Things started out a little flat for Fleetwood Mac at GM Place Friday night. The band had cancelled concerts earlier in the week in both Calgary and Edmonton, due to sickness, with unconfirmed media reports suggesting it was Stevie Nicks who was suffering.

Certainly the 60-year-old singer appeared a tad fragile onstage, moving rather gingerly and avoiding the high notes on "Dreams" completely. Not that the enthusiastic crowd seemed to mind — their combined voices made sure the lyrics rang out loud and clear.

If Nicks was under-the-weather, she still brightened up proceedings — a fact made abundantly obvious whenever she headed to the wings to let Lindsey Buckingham have his songs in the spotlight. Somehow we made it through a dreary rendition of "Go Insane" from his solo album, most notable for a thunderous roar of reverb that rattled the stadium's stands. He fairly screamed an acoustic version of "Big Love," beating his guitar into submission, determined to prove he's still a rock star — V-neck and medallion notwithstanding. He positively mangled "Never Going Back Again," turning it into something a drunk uncle might embarrass himself with at a family wedding. Though she was there, Nicks couldn't help him out on that one.
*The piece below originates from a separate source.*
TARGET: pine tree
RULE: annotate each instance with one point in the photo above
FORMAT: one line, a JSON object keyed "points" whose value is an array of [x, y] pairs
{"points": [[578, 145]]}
Neither could the pair invoke the spirit or sound of Christine McVie when they ventured into her traditional territory briefly with "Say You Love Me."

Other McVie classics were noticeably absent, but it's hard to imagine the likes of "Songbird" or "You Make Loving Fun" without her anyway. Quite what it would have been like had Sheryl Crow been part of the combo (an early possibility when the tour was being planned) plain boggles the mind.

With a couple of costume changes during a two-hour set, Nicks showed she hasn't relinquished her hippie roots. Bedecked in scarves and fringes, she played with silver chains draped around the microphone stand. For "Gold Dust Woman" she was wrapped in a gold shawl; on "Go Your Own Way" she sported a black top hat.

There was little personal interaction between the band — perhaps to be expected given their tumultuous history — save for an obviously orchestrated lean into each other by Nicks and Buckingham at the closing bars of "Sara." For their parts, Mick Fleetwood bounced around the drums gamely, while bass player John McVie spent the night at the back of the stage in the shadows. In contrast, Buckingham, was in his element, his ego unbridled as he practically climbed into the front row, encouraging them to touch him and his guitar.

But for all the Brit guitarist's pumped-up adrenaline, the show at times felt weirdly sombre. Their best work behind them, there was an air of desperation about this presumably lucrative endeavour. In the end, Fleetwood's bonkers, blissed-out extended drum solo — complete with whoops and howls — on encore track "World Turning" was the most authentic moment of the night. And with it, he more than earned his cut.